Having an affordable online option like Amazon Clinic, connected to a well-known brand such as Amazon, might help people seek care for common conditions they would otherwise ignore and help them get prescription renewals.
But some people might miss face-to-face interactions. Short visits help build a relationship with a clinician that can help fend off serious health issues down the line. It will be interesting to see how Amazon incorporates Amazon Clinic into One Medical.

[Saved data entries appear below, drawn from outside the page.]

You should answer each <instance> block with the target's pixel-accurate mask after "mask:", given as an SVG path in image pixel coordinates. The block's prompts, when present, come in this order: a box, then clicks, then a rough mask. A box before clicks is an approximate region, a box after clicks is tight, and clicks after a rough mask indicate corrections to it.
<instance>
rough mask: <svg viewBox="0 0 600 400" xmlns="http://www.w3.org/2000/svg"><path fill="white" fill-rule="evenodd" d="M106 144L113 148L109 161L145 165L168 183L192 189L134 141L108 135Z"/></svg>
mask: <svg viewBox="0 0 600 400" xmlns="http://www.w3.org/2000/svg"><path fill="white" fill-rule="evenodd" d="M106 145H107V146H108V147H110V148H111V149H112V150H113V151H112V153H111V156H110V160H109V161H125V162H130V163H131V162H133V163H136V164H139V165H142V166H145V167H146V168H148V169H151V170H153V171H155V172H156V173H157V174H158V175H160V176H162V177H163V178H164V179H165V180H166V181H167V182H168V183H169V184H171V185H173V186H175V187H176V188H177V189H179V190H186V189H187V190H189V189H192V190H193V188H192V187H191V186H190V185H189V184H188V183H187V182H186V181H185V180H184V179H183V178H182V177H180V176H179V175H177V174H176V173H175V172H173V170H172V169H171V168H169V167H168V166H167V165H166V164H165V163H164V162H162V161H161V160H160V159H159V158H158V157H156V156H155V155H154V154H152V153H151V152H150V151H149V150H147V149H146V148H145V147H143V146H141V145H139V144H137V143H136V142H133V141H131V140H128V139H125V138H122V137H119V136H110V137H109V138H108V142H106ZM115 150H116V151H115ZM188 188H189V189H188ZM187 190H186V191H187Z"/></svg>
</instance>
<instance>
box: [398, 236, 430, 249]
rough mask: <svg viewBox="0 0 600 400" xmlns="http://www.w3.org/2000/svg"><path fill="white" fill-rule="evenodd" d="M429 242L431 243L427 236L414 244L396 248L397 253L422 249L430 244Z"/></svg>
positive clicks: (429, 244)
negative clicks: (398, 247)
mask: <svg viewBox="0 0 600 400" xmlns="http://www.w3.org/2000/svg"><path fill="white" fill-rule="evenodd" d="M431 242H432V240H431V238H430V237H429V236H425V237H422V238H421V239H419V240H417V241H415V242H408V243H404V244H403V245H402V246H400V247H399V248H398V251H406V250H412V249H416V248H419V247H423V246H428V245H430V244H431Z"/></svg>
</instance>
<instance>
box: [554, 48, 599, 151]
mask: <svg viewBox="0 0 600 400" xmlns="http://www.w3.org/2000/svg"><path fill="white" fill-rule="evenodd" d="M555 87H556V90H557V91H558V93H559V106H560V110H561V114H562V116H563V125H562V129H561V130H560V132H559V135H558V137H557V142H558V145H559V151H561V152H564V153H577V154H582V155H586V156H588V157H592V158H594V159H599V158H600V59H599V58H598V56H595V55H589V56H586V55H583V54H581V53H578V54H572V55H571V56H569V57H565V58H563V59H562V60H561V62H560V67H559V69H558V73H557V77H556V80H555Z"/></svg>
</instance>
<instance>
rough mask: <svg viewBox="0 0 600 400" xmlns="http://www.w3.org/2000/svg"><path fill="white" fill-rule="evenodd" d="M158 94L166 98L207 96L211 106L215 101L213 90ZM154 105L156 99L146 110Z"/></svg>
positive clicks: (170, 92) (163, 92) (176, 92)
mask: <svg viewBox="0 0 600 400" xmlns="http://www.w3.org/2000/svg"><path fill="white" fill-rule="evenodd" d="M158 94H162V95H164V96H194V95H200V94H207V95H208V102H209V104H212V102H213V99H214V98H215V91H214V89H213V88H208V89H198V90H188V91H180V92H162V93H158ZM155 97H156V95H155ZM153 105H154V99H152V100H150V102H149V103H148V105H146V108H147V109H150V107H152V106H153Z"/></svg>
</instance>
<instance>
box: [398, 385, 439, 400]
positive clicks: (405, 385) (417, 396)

With Amazon Clinic, One Medical and Amazon Pharmacy, Amazon is building multiple entry points for consumers to access medical care through the tech giant. Products such as Amazon’s Halo View health band and a recently released bedside sleep tracking device offer another opportunity for integration, and could be used to remind people to renew their prescriptions at Amazon Pharmacy.
The resulting health datasets could be massive. Amazon might go further and offer incentives to combine private health data with its consumer information and such data could be used to build predictive models, according to some industry experts.
Amazon Clinic’s model of healthcare delivery takes Amazon out of the difficult business of lining up healthcare workers and physical infrastructure, which is what Amazon Care required.
Working with third-party vendors will “probably be the case with respect to how we work in healthcare,” Amazon healthcare exec Aaron Martin said at a recent event.
Given the size, complexity and potential for technology to further transform the healthcare market, the sector has emerged as one of the most likely industries where Amazon could find a fourth pillar of its business, alongside its existing three: Amazon Web Services, Amazon Prime, and Amazon Marketplace.
And Amazon appears to be set on continuing investments in healthcare despite recent layoffs and cuts to other parts of its business. In a memo to employees about the job cuts, Amazon CEO Andy Jassy called out healthcare as one of the company’s “newer initiatives that we’ve been working on for a number of years and have conviction in pursuing.”